On November 29 I joined in a walk through Manchester with members of Anyone’s Child. The date and the place are important because one of the people walking was Ray Lakeman whose sons Jacque and Torin were last seen alive on November 29 2014 after going to Manchester United’s football ground. Their bodies were both found two days later in their hotel room, they’d died of overdoses.
This is just one of the many stories told by members of Anyone’s Child. Each member has lost someone to overdose, in most cases it’s their children. Members are now campaigning for the legalisation of drugs to take distribution out of the hands of criminals and put it into a legal framework where dose and quality control are regulated.
I was there to photograph the walk. Anyone’s Child members met in Piccadilly Gardens, handed out leaflets in the Christmas market (before being moved on by security), then visited the Peoples Museum where they made flowers – each one with the name of someone who had died due to drug overdose. The walk then stopped at Manchester United’s football ground where Ray spoke before finishing at the BBC gardens where the flowers were planted and members spoke again.

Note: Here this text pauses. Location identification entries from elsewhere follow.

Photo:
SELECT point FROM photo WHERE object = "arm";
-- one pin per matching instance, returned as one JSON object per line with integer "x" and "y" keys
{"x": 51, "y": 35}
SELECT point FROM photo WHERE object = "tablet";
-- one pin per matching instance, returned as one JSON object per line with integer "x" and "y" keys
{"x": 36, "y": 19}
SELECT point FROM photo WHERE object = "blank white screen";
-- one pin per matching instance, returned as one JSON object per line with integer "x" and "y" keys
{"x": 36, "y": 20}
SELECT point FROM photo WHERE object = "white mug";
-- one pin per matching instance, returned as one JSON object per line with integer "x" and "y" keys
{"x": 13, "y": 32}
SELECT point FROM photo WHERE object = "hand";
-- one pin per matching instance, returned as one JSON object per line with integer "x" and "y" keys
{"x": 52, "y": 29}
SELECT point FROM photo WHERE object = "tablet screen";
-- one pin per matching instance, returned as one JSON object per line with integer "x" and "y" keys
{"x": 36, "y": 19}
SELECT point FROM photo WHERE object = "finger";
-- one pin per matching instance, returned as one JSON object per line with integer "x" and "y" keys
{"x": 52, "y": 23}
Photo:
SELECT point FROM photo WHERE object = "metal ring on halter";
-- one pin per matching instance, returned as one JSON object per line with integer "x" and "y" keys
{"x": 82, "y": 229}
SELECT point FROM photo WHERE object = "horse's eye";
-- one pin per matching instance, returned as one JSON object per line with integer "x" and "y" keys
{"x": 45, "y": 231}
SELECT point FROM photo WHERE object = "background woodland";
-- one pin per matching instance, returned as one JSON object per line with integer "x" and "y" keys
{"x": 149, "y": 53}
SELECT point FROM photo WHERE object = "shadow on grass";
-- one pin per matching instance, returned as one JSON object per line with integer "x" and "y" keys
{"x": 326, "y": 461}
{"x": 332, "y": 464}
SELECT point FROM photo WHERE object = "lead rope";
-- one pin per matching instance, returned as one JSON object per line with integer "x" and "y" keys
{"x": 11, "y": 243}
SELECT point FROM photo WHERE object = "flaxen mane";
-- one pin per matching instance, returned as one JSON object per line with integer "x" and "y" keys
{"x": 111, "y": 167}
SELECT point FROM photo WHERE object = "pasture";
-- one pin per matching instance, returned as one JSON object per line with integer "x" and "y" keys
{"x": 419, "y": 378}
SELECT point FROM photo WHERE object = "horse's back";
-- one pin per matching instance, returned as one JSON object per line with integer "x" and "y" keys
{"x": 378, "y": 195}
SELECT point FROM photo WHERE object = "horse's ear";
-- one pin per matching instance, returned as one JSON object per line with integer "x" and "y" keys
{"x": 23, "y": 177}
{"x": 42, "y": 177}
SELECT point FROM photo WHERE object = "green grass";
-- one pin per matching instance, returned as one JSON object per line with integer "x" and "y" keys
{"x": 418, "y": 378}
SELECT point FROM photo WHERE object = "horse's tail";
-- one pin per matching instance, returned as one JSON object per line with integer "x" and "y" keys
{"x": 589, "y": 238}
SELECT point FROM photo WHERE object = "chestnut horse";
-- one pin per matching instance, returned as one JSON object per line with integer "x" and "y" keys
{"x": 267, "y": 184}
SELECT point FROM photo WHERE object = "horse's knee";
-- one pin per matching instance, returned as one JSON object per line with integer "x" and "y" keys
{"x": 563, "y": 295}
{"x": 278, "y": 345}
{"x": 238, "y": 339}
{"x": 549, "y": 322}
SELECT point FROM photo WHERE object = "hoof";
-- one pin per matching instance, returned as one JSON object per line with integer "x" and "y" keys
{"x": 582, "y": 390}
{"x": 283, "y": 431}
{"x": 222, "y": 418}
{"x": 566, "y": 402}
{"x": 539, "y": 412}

Harm reduction advocates are often accused of wanting legalisation because they just want to get high and as such we are easy for people to dismiss. However parents like those in Anyone’s Child cannot be dismissed so easily – their stories are tragic, emotional and simple to understand… lets reduce the risk of another person having to grieve for their child. Anyone’s Child have my total respect.
Anyone’s Child: Families for Safer Drug Control is an international network of families whose lives have been wrecked by current drug laws and are now campaigning to change them.
No one doubts that drugs can be dangerous – that’s why we should do all we can to prevent children and young people from taking them. But banning drugs and criminalising those who get involved with them causes even more harm.